I felt guilty saying it, but I had hustled home from work, we ate a hurried early dinner, carted the kids across town and barely made it to group on time. After the group had convened, we had a few laughs and a very shallow conversation. This was a normal meeting for our weekly group. I couldn’t quite put my finger on it at the time, but Sarah and I felt the pull to get deeper in these friendships to grow personally and spiritually. And it just wasn’t happening. The group was one of our biggest commitments outside work, and our biggest social commitment by a longshot. We gave it a few more months, and after several years in the same group, we ended up quitting.

On the postmortem of our small group experience, Sarah and I asked each other how could we have done it better. What could we have done to improve the group experience -- to forge stronger bonds with other Christ-followers? Much of it rested with us. Intentionality was critical. And we knew we needed to be purposeful to build stronger friendships. Nice to say in theory, but what about specific tactics? We landed on asking great questions. 

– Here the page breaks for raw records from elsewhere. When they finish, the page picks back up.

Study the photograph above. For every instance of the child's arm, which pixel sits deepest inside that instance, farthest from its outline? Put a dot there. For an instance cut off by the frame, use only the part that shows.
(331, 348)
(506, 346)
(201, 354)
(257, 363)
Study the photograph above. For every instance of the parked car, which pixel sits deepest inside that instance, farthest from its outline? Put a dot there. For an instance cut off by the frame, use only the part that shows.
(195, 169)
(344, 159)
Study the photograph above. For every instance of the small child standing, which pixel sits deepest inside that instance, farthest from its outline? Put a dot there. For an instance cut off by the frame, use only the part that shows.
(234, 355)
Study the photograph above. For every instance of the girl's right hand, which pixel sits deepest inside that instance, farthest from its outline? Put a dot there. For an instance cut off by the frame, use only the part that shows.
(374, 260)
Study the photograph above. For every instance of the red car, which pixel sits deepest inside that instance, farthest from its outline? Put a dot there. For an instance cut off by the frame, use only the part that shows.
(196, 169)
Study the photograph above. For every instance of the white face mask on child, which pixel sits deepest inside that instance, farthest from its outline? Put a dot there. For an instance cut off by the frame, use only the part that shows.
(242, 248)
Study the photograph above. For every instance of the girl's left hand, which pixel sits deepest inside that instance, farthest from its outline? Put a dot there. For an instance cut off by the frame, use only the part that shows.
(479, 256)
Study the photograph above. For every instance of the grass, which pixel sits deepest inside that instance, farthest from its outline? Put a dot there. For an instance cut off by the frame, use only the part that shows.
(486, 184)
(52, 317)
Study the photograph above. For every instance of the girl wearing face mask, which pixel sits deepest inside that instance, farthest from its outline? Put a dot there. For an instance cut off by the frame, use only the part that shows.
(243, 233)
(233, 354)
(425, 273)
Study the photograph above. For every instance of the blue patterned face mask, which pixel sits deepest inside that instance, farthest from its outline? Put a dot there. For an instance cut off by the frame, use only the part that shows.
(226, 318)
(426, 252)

Over the course of the next few months we started peppering each other with questions we thought were good. We had each joined a new group and went to those meetings armed with a couple of deep questions in mind. It started working. Conversations were better and we were getting to know group members on a deeper level. The flip side of asking questions was good listening. We felt like this tandem was starting to be effective. 

Then it dawned on us that we were not the only ones with this problem. How could we help others improve their friendships and group experiences? A question card deck felt like a good fit for this kind of goal. We liked that it was offline and knew that having something on our phone was inviting distraction. Question card decks already existed, but we didn’t find any that we loved that were also gospel-centered. We hoped that ours could fill that gap and benefit a church small group or strengthen friendships between Christ-followers. Something that would get people discussing topics more than the weather and frustrations at work. It was about then that we decided to jump in on Altum Cards.

Altum Cards are the result of all that frustration, brainstorming and development. People who have used the cards have given really great feedback and reports of deeper conversations. One key observation we’ve had, though, is it all starts with the individual and group mentalities. Being willing to listen first, ask follow up questions and allow yourself to be vulnerable are crucial.

I don’t want it to seem like Altum Cards will cause every small group to be all rainbows and unicorns. Growing relationships is still hard work and these cards won’t be a panacea to all the relationship woes.  But we hope and believe that Altum Cards can be the spark to start a great conversation and build a better, Jesus-centered community.